For the sake of simplicity and security, retailers need to consider a robust connectivity solution that provides a virtual local area network (VLAN) for each application. A VLAN functions like a separate network, so you can have the POS and HVAC systems connected through the same router, but on different networks. The CradlePoint MBR1400, for example, has four VLAN ports and can be partitioned so it essentially functions like four routers in one. With the advent of the mobile revolution, retail is going to need more VLAN. Just like Christopher Walken in the famous “More Cowbell” skit on SNL, I’m telling you guys, “We gotta have more VLAN.”

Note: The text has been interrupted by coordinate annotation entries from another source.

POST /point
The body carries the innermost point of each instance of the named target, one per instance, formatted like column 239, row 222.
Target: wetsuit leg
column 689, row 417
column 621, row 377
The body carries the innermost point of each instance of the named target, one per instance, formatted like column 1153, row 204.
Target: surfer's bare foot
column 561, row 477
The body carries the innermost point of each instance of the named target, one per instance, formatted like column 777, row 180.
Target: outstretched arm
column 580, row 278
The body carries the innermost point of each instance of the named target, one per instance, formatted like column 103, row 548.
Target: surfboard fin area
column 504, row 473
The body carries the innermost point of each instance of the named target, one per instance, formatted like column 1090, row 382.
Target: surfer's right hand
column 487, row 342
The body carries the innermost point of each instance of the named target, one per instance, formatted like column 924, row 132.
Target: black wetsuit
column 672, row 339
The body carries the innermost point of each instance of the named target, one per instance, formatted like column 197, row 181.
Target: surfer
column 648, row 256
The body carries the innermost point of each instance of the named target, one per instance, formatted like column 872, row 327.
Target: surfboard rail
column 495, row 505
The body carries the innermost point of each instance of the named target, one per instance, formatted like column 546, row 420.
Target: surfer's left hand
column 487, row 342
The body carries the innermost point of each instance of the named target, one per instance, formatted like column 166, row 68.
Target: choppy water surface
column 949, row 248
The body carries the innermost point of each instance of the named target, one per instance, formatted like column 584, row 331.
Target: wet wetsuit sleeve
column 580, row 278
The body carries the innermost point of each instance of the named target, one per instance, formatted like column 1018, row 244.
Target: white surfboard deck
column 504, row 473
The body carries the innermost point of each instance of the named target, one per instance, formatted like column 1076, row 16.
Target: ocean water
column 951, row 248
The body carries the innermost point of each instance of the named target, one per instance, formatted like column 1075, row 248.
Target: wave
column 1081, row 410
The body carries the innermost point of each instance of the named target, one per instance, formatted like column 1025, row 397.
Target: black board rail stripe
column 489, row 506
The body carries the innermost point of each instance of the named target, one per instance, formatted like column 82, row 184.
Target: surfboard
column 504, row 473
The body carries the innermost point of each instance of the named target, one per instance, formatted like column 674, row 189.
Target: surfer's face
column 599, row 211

So whether you’re a bootstrapping Lucas or a big box chain, mobile devices are coming. As products that were originally created for the consumer market, they can be used as low overhead solutions whose value proposition is an improved customer experience. Just make sure that the customer experience isn’t undermined by a complicated deployment and questionable connectivity. Without access to the Internet, Lucas’ iPad is just a fancy calculator and his record-breaking sales are just pocket change.